Problem. Given two integers n and k, return all combinations of k numbers chosen from 1..n. For n = 4, k = 2: [1,2], [1,3], [1,4], [2,3], [2,4], [3,4]. Order within a combination doesn't matter, so [2,1] is the same as [1,2].
Brute force
Generating all 2ⁿ subsets and keeping those of size k works but wastes effort on every wrong-sized subset. We can instead enumerate only size-k combinations directly — there are C(n,k) of them.

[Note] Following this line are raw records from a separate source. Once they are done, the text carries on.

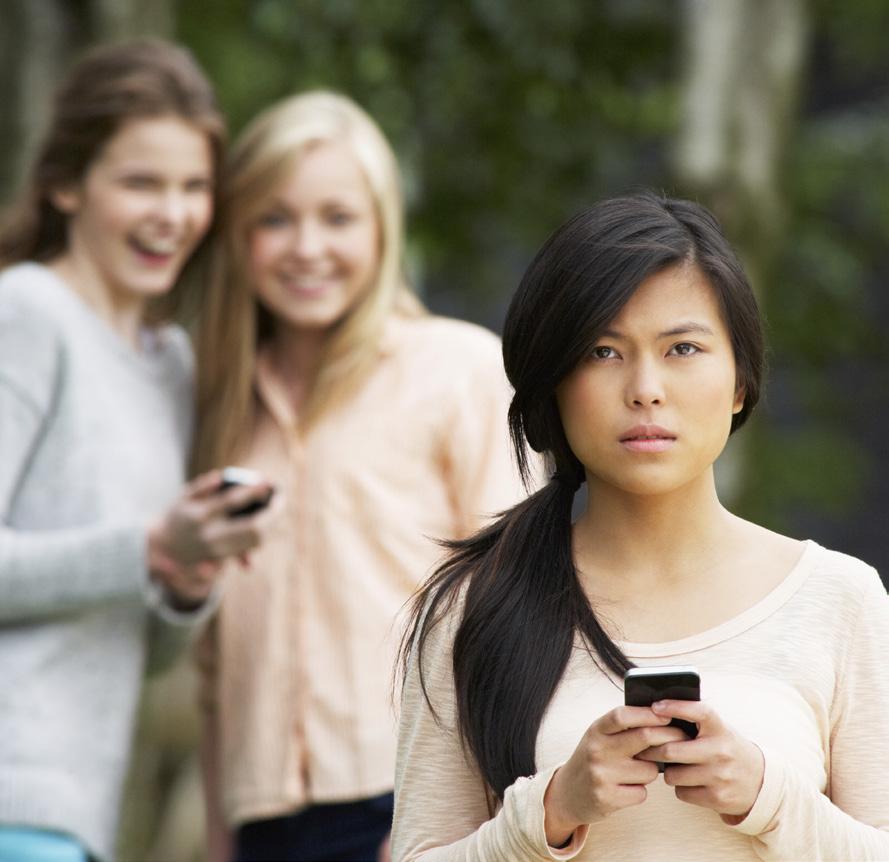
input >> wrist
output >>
[146,521,179,586]
[543,767,582,850]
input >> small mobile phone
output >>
[219,467,275,518]
[624,665,701,772]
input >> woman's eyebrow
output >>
[658,320,713,338]
[599,320,713,341]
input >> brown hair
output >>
[0,39,225,280]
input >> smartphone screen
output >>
[219,467,274,518]
[624,665,701,772]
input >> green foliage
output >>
[179,0,889,527]
[180,0,676,318]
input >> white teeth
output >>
[133,237,178,254]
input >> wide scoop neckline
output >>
[617,539,820,658]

Optimal — backtracking with a start index
Because order is irrelevant, we impose a canonical one: each combination is built in increasing value. The start index enforces this — after choosing value i, the next choice may only come from i+1..n, which guarantees we never produce [2,1] after [1,2] and never reuse an element.
List<List<Integer>> combine(int n, int k) {
List<List<Integer>> result = new ArrayList<>();
backtrack(1, n, k, new ArrayList<>(), result);
return result;
}
void backtrack(int start, int n, int k, List<Integer> path, List<List<Integer>> result) {
if (path.size() == k) { // complete combination
result.add(new ArrayList<>(path));
return;
}
// Pruning: need (k - path.size()) more; stop when not enough numbers remain.

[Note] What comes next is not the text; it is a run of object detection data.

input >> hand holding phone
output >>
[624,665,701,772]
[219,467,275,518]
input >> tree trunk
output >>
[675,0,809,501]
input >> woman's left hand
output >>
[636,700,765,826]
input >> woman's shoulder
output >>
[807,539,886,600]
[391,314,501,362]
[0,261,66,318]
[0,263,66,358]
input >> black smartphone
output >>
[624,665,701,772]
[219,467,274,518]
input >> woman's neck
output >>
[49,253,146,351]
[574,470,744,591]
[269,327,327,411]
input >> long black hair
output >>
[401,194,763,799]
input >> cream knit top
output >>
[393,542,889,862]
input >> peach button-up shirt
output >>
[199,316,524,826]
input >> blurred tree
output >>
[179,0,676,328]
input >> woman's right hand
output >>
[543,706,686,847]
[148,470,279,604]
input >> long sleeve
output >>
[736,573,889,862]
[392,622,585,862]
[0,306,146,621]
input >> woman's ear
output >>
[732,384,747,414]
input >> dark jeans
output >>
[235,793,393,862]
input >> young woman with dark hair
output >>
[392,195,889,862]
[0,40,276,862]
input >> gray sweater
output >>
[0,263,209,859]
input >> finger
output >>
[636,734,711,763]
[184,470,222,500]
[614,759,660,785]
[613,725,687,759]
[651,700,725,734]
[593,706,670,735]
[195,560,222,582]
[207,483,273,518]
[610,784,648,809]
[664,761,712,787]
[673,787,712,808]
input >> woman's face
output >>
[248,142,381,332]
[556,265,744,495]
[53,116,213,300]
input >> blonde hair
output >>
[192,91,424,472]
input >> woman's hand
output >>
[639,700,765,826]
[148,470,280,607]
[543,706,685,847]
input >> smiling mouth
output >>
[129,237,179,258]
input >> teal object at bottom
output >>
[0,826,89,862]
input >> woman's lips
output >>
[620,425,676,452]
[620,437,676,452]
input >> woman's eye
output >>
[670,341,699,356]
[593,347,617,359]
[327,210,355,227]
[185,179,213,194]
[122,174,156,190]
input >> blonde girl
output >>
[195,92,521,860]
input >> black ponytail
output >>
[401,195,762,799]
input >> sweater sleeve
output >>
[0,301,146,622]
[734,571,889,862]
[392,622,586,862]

int need = k - path.size();
for (int i = start; i <= n - need + 1; i++) {
path.add(i); // choose
backtrack(i + 1, n, k, path, result); // explore — note i + 1, not start
path.remove(path.size() - 1); // unchoose
}
}The loop upper bound n - need + 1 is the key prune: if fewer than need numbers remain, no branch from here can reach size k, so we cut it. Passing i + 1 (not start + 1) is what advances past the just-chosen element.
There are C(n,k) leaves and each costs O(k) to copy, so the cost is O(k · C(n,k)) time, O(k) auxiliary space plus recursion depth k.